Desde sua criação, em 1978, a Helibras, subsidiária do grupo francês Eurocopter, já produziu e entregou ao mercado cerca de 500 helicópteros, 70% deles do modelo Esquilo, considerado uma opção de transporte versátil para as grandes cidades. Esse aparelho é o mais vendido no país e um dos mais comercializados no mundo. O projeto de expansão da Helibras prevê também a fabricação do modelo Super Cougar, uma aeronave de transporte com capacidade para 20 pessoas e aproximadamente 10 toneladas de carga, para atender o mercado interno e externo.

A empresa fornece também toda a orientação técnica necessária aos operadores. Em seu centro de treinamento, localizado em Itajubá, são desenvolvidos hoje mais de 60 diferentes programas de formação, com modernos recursos de ensino, entre os quais uma maquete de helicóptero em tamanho natural e sistemas de instrução assistida por computador. Com cerca de 250 funcionários, a Helibras apresenta atualmente um faturamento líquido anual de aproximadamente US$ 90 milhões.

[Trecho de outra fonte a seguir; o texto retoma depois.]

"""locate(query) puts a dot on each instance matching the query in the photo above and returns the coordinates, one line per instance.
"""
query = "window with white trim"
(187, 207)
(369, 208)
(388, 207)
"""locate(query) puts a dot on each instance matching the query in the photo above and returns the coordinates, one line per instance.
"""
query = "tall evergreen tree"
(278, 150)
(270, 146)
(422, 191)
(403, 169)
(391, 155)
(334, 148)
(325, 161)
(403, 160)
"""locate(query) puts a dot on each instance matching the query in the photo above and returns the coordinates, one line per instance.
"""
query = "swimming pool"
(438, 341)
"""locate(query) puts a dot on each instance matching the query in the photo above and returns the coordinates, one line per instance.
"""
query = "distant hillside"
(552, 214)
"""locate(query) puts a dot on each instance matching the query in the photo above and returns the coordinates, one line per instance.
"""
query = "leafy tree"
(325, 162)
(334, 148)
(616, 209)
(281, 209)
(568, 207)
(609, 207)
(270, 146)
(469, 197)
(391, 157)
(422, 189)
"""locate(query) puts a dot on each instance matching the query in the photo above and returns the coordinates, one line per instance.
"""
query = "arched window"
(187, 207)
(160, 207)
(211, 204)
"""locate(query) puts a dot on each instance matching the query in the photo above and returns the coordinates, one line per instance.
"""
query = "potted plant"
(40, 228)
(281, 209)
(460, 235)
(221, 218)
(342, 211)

Entre os maiores importadores de suas aeronaves estão alguns países sul-americanos, como Argentina, Bolívia e Chile.

Recentemente, os helicópteros produzidos no Brasil conseguiram reconhecimento internacional através da Federal Aviation Administration (FAA), a autoridade aeronáutica dos Estados Unidos. Desde 2004, vigora o acordo bilateral assinado entre os governos brasileiro e americano, o qual passou por uma revisão de procedimentos para implementação de novas atividades aeronáuticas. As vendas de helicópteros americanos para o Brasil já acontecem desde 1976. A denominada revisão 1, solicitada pela agência reguladora brasileira, visa permitir a exportação de helicópteros fabricados pela Helibras para os Estados Unidos.